Until 2001, De Beers concentrated on supplying its diamonds to brand manufacturers, such as Cartier.
The core business of the De Beers Group remains the mining and marketing of rough diamonds. However, in January 2001 De Beers entered into a retail 50:50 joint venture with French luxury goods company Louis Vuitton Moet Hennessy (LVMH) to establish an independently managed De Beers diamond jewellery company. The joint venture, called De Beers Diamond Jewellers Ltd, sells diamond jewellery. The first De Beers boutique opened in 2002 on London’s Old Bond Street as the brand’s flagship store. A year later, the brand expanded to Asia with the opening of its first Tokyo stores. The brand expanded into the US with stores on Fifth Avenue in New York and Rodeo Drive in Beverly Hills in 2005. De Beers further expanded in the US in 2007 with stores in Las Vegas, Houston and McLean, VA, coinciding with the launch of a website with e-commerce capability. By 2010, there were De Beers retail stores in England, France, the US, Ukraine, Russia, Japan, Taipei, Hong Kong, Dubai and Macau. The joint venture’s worldwide store network of 40 shops extended across the US (7), Europe (7), Middle East (4), Asia (16).
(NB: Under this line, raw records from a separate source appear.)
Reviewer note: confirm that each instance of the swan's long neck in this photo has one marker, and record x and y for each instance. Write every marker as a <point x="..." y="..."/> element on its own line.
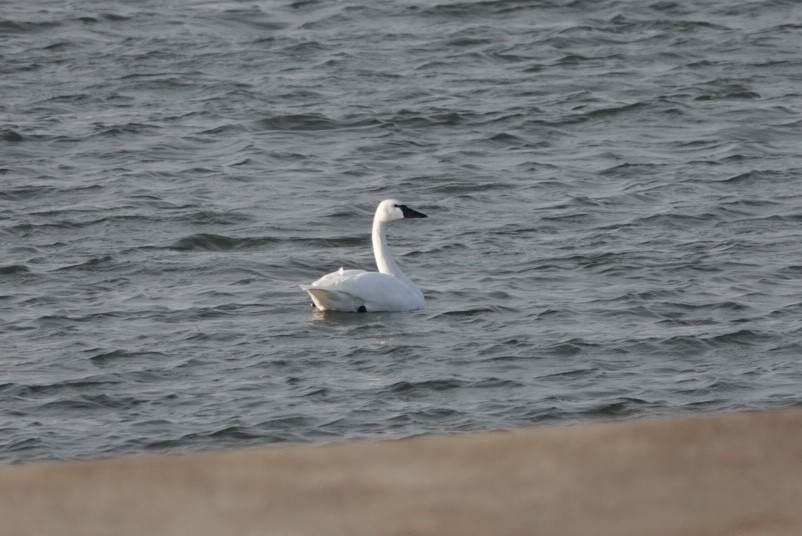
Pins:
<point x="384" y="259"/>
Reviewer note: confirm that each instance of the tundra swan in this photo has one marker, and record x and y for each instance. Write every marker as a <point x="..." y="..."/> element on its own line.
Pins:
<point x="361" y="291"/>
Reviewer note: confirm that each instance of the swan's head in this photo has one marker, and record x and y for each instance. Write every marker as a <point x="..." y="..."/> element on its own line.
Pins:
<point x="392" y="209"/>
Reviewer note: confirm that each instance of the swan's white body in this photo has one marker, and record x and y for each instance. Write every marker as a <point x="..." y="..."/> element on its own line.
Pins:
<point x="360" y="291"/>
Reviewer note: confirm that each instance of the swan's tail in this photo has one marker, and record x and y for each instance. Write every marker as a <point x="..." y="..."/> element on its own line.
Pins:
<point x="334" y="300"/>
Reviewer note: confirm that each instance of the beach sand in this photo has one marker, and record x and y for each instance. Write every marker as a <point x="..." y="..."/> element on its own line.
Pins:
<point x="732" y="474"/>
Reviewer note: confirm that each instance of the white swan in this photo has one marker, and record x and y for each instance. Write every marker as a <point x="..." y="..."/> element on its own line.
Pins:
<point x="360" y="291"/>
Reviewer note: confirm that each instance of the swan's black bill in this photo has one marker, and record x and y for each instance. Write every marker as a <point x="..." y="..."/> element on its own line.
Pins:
<point x="411" y="213"/>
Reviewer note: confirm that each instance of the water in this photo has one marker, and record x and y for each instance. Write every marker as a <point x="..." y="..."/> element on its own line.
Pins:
<point x="612" y="190"/>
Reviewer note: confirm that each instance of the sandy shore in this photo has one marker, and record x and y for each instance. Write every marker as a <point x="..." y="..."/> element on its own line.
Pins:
<point x="720" y="475"/>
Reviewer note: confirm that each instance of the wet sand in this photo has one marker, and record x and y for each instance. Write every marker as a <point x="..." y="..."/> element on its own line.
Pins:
<point x="735" y="474"/>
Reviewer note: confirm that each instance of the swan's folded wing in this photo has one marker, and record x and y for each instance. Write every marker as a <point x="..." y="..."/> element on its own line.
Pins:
<point x="351" y="289"/>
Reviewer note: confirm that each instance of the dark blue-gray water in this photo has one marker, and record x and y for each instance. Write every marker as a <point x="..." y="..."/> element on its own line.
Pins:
<point x="613" y="188"/>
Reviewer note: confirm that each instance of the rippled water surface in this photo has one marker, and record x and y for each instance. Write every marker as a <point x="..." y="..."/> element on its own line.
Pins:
<point x="613" y="191"/>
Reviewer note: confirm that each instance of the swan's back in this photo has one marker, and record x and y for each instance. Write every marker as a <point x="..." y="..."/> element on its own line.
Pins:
<point x="361" y="291"/>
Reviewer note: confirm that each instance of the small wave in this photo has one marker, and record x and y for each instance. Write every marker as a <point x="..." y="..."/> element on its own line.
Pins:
<point x="14" y="269"/>
<point x="311" y="123"/>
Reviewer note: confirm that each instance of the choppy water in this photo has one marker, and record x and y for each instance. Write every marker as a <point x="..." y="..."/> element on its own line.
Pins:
<point x="613" y="188"/>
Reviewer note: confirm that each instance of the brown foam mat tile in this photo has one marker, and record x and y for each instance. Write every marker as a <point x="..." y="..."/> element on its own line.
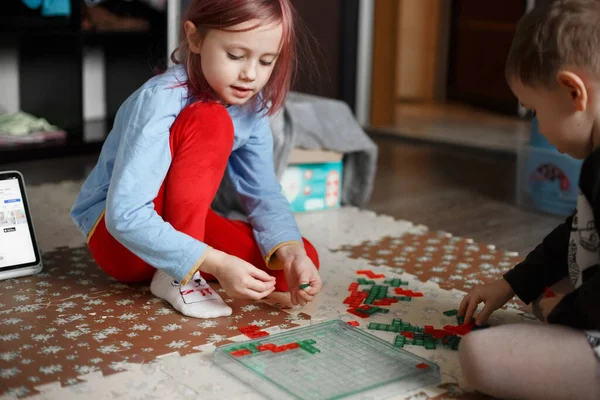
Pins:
<point x="450" y="261"/>
<point x="72" y="319"/>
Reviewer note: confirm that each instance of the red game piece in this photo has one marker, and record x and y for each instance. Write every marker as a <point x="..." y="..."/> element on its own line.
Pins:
<point x="265" y="347"/>
<point x="354" y="311"/>
<point x="370" y="274"/>
<point x="440" y="333"/>
<point x="248" y="328"/>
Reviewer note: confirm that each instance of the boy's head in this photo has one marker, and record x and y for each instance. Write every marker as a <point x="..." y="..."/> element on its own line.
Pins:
<point x="553" y="67"/>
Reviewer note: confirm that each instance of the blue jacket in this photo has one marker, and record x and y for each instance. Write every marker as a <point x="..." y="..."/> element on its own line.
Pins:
<point x="134" y="162"/>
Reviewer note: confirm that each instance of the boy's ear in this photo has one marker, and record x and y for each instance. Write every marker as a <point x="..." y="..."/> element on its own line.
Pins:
<point x="193" y="37"/>
<point x="576" y="88"/>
LVMH is the home of premier brands in the categories of fashion and leather goods, watches and jewellery, wine and spirits, cosmetics and perfumes.
LVMH will contribute with its extensive experience in both developing luxury brands and rolling out premium retail concepts.
The ‘mother’ company, De Beers SA, contributes to the joint venture with its over 100 years of experience in the form of technology and individual experts to allow for the selection of the most beautiful diamonds.
As part of the joint venture agreement, De Beers SA transferred to De Beers LV the worldwide rights to use the De Beers brand name for luxury goods in consumer markets. From that point, De Beers would design, manufacture and sell premium diamond jewellery under its own brand name. The diamonds bearing De Beers’
brand name are now sold exclusively through De Beers stores, under the name De Beers Jewellers.
If customers are buying De Beers Jewellers diamonds online, the transportation to the buyer’s home is normally taken care of by FedEx premium service, that promise securely delivery.
Questions
1. What could be De Beers’ motives for making this ‘forward integration’ into the retail and consumer market?
2. Is it a wise decision?
3. How should De Beers develop its internet strategy following this ‘forward integration’ strategy?
4. Would it be possible for De Beers, with its branded diamonds, to standardize the international marketing strategy across borders?